The paper is to show the role of Folk High Schools in building civic societies and social capital of local communities in the countries around the Baltic Sea till mid-20th century – with special emphasis on the similarities and differences between individual countries. Additionally, it is also an attempt to find in those activities an inspiration for the development or/and redevelopment of Folk High Scholl movement in individual countries nowadays.

The following are the main research problems:

- What role did Folk High Schools play in political, cultural and economic emancipation of peasantry in individual societies living around the Baltic Sea?

- What similarities and differences can be seen in the role and significance of the educational institution of Folk High School type in building subjectivity of the residents of rural areas in Scandinavian countries (Denmark, Sweden, Finland), Baltic States (Estonia, Latvia, Lithuania) and in Poland till mid-20th century?

- If and to what an extent could the experience of Folk High Schools from years ago be used to strengthen civic awareness / sustainable development / social capital of the local communities in the countries around the Baltic Sea nowadays?

The paper has a character of a monographic handling the title issue.

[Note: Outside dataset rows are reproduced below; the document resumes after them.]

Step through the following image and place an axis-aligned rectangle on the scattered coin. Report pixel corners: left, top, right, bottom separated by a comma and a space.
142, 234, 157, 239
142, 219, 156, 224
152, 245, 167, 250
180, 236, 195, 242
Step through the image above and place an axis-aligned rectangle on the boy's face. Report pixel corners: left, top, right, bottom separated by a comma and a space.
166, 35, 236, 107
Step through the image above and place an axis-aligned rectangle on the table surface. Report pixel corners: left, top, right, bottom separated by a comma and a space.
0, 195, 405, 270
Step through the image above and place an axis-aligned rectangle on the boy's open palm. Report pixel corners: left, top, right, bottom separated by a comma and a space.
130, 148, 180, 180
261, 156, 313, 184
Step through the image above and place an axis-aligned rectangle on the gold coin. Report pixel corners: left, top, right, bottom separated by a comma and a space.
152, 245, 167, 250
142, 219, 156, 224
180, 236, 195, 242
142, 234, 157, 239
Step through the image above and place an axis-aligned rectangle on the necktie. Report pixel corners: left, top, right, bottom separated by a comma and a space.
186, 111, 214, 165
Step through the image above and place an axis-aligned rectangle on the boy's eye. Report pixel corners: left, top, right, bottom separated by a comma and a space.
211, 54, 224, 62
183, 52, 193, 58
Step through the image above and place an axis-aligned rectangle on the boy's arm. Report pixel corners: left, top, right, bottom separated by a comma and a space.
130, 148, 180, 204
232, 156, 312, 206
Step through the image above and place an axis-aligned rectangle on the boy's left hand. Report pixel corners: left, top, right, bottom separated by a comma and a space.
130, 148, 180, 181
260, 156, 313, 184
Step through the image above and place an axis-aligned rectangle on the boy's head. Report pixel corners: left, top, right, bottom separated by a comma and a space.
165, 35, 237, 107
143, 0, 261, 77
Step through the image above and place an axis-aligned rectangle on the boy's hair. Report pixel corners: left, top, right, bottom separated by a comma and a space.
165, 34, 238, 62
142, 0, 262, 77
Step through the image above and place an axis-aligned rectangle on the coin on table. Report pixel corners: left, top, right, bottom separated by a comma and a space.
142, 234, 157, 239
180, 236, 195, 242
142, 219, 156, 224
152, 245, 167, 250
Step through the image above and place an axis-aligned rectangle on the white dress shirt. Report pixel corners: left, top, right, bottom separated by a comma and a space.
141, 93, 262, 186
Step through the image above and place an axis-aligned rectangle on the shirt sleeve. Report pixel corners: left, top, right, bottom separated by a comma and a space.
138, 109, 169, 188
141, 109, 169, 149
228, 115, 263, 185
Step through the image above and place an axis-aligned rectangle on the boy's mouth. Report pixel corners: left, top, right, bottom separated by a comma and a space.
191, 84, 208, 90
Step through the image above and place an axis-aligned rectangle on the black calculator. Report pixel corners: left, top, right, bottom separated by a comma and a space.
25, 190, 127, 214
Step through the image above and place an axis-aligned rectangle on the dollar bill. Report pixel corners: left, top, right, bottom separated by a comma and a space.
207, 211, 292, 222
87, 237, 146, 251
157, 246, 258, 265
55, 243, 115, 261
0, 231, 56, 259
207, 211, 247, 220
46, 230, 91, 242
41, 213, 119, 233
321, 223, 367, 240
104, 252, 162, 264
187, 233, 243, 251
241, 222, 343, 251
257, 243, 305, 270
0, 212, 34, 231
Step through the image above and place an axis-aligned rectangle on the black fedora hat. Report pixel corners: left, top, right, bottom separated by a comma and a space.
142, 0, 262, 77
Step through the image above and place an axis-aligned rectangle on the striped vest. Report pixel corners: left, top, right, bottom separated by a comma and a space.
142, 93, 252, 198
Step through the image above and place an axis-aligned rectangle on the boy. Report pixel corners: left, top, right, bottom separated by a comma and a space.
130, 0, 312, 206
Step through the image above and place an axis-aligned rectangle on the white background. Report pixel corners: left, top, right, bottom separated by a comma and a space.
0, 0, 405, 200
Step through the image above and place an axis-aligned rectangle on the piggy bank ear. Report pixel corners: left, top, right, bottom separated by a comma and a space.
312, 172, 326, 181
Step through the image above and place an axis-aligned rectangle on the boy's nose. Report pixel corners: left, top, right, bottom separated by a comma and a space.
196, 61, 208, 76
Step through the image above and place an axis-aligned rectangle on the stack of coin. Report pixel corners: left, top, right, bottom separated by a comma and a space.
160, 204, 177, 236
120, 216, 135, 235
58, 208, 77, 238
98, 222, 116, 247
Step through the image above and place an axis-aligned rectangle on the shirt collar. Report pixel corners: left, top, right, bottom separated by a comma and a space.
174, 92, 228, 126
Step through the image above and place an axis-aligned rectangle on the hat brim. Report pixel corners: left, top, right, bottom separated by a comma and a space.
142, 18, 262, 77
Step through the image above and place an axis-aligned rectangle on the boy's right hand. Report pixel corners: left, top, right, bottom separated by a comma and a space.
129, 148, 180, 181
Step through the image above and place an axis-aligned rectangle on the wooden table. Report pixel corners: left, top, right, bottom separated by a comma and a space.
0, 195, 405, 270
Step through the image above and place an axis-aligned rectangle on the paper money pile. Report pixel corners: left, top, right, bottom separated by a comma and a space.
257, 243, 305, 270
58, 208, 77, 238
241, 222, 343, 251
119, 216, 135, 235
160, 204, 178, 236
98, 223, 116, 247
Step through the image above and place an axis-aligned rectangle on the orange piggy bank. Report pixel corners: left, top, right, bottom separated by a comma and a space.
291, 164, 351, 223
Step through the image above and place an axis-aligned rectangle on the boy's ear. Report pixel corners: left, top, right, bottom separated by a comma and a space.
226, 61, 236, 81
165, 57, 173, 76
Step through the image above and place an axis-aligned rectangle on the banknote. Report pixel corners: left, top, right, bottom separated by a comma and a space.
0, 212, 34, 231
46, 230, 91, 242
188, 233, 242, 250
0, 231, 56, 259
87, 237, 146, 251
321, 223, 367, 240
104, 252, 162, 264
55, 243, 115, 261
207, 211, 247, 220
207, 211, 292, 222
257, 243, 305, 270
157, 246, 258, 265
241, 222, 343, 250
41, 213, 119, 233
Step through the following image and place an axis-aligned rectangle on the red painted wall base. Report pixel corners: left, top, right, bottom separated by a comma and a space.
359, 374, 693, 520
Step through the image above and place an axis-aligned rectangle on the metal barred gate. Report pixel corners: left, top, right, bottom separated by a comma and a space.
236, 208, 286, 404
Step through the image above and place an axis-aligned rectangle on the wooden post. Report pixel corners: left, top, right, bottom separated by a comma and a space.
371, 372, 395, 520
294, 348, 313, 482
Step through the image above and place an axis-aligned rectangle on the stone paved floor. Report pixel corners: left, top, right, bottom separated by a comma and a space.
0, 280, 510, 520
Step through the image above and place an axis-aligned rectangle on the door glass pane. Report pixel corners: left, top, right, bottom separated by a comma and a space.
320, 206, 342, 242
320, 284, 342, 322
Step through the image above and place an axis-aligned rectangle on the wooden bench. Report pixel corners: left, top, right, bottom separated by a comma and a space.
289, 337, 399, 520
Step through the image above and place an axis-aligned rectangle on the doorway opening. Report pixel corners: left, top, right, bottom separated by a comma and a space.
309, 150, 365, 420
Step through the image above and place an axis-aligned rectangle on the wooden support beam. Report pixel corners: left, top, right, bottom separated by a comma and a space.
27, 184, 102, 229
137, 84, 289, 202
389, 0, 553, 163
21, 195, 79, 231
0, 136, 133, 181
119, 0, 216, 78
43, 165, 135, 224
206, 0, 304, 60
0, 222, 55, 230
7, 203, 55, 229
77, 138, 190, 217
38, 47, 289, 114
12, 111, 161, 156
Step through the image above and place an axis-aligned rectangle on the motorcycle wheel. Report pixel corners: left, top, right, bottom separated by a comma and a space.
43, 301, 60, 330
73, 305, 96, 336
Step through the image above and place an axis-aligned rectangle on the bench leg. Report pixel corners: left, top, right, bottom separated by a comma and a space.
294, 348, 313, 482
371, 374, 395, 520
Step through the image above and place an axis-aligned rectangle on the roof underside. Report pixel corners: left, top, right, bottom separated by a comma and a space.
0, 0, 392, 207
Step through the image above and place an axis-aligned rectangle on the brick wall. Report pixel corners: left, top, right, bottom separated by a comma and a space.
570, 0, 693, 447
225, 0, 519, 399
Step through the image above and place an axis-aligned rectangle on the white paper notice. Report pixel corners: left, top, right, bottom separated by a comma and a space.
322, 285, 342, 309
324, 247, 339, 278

A set of research techniques proper for monographies (in particular: critical analysis of sources and the literature of the subject) and – supportively – the techniques applied in historical and pedagogical/andragogic comparative studies (in particular: comparative analysis) was used.

Folk High Schools for years have been the interest of historians of education, historians of social life, andragogy experts, pedagogues and other representatives of social sciences in the countries where Folk High Schools operated in the past. The expertise on their history in the Baltic countries is already so extensive that, based on past research one can and should undertake studies of international character, referring to comparison of experience from different countries. Thanks to such new attempts of showing the phenomenon the history and real impact of Grundtvigian “School for Life” and Folk High Schools on the residents of rural areas of the societies around the Baltic Sea can become more complete. So, it is worth looking closer at those educational institutions and the emancipation processes they affected.